Why does this blueprint discourage creating multiple Prisma Client instances?

Every single `new PrismaClient()` invocation boots up its own separate connection management engine under the hood. Recreating these instances on high-traffic routing tracks will exhaust your PostgreSQL connection capacity almost instantly, leading to database timeouts.

How are N+1 query loops prevented using this configuration?

The template requires the AI assistant to handle relational fields using explicit nested `include` blocks or highly precise column-level `select` parameters, forcing Prisma to fetch all related entities via optimized SQL joins in a single quick turn.

Can this configuration handle raw SQL queries safely?

Yes. The construction rules state that any raw query executions must use Prisma's native `prisma.$queryRaw` tagged templates, which process input variables through secure parameter injection layers that completely block SQL injection risks.

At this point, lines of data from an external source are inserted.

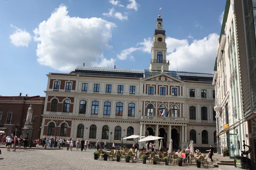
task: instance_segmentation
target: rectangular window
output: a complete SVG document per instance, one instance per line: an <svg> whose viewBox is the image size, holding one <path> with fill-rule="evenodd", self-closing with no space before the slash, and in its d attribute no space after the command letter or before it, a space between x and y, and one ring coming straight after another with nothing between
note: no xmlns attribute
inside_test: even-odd
<svg viewBox="0 0 256 170"><path fill-rule="evenodd" d="M72 83L71 82L67 82L66 83L66 90L71 90L71 85Z"/></svg>
<svg viewBox="0 0 256 170"><path fill-rule="evenodd" d="M99 84L94 84L94 88L93 88L93 91L99 91Z"/></svg>
<svg viewBox="0 0 256 170"><path fill-rule="evenodd" d="M106 85L106 92L110 93L111 92L111 89L112 88L111 85Z"/></svg>
<svg viewBox="0 0 256 170"><path fill-rule="evenodd" d="M206 90L201 90L201 97L206 98Z"/></svg>
<svg viewBox="0 0 256 170"><path fill-rule="evenodd" d="M165 95L166 94L166 88L160 88L160 95Z"/></svg>
<svg viewBox="0 0 256 170"><path fill-rule="evenodd" d="M117 93L124 93L124 86L123 85L118 85L117 88Z"/></svg>
<svg viewBox="0 0 256 170"><path fill-rule="evenodd" d="M195 89L189 89L189 97L195 97Z"/></svg>
<svg viewBox="0 0 256 170"><path fill-rule="evenodd" d="M172 88L172 95L177 96L177 95L178 89L177 88Z"/></svg>
<svg viewBox="0 0 256 170"><path fill-rule="evenodd" d="M59 89L60 88L60 82L54 82L54 89Z"/></svg>
<svg viewBox="0 0 256 170"><path fill-rule="evenodd" d="M148 87L148 94L154 94L154 87Z"/></svg>
<svg viewBox="0 0 256 170"><path fill-rule="evenodd" d="M87 91L88 88L88 83L82 84L82 91Z"/></svg>
<svg viewBox="0 0 256 170"><path fill-rule="evenodd" d="M135 86L130 86L130 93L131 94L135 94Z"/></svg>

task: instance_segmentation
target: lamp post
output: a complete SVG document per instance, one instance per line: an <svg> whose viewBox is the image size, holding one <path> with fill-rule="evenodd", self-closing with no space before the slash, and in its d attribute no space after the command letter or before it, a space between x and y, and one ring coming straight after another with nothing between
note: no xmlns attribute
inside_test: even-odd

Is it suitable for serverless platforms like Vercel or AWS Lambda?

Absolutely. It provides explicit guidelines for customizing your connection string parameters (such as `connection_limit` thresholds) and utilizing database pooling middlewares to manage connection spikes seamlessly in serverless environments.

About the author

Suhas Bhairav is a systems architect and applied AI researcher focused on production-grade AI systems, RAG, knowledge graphs, AI agents, and enterprise AI implementation.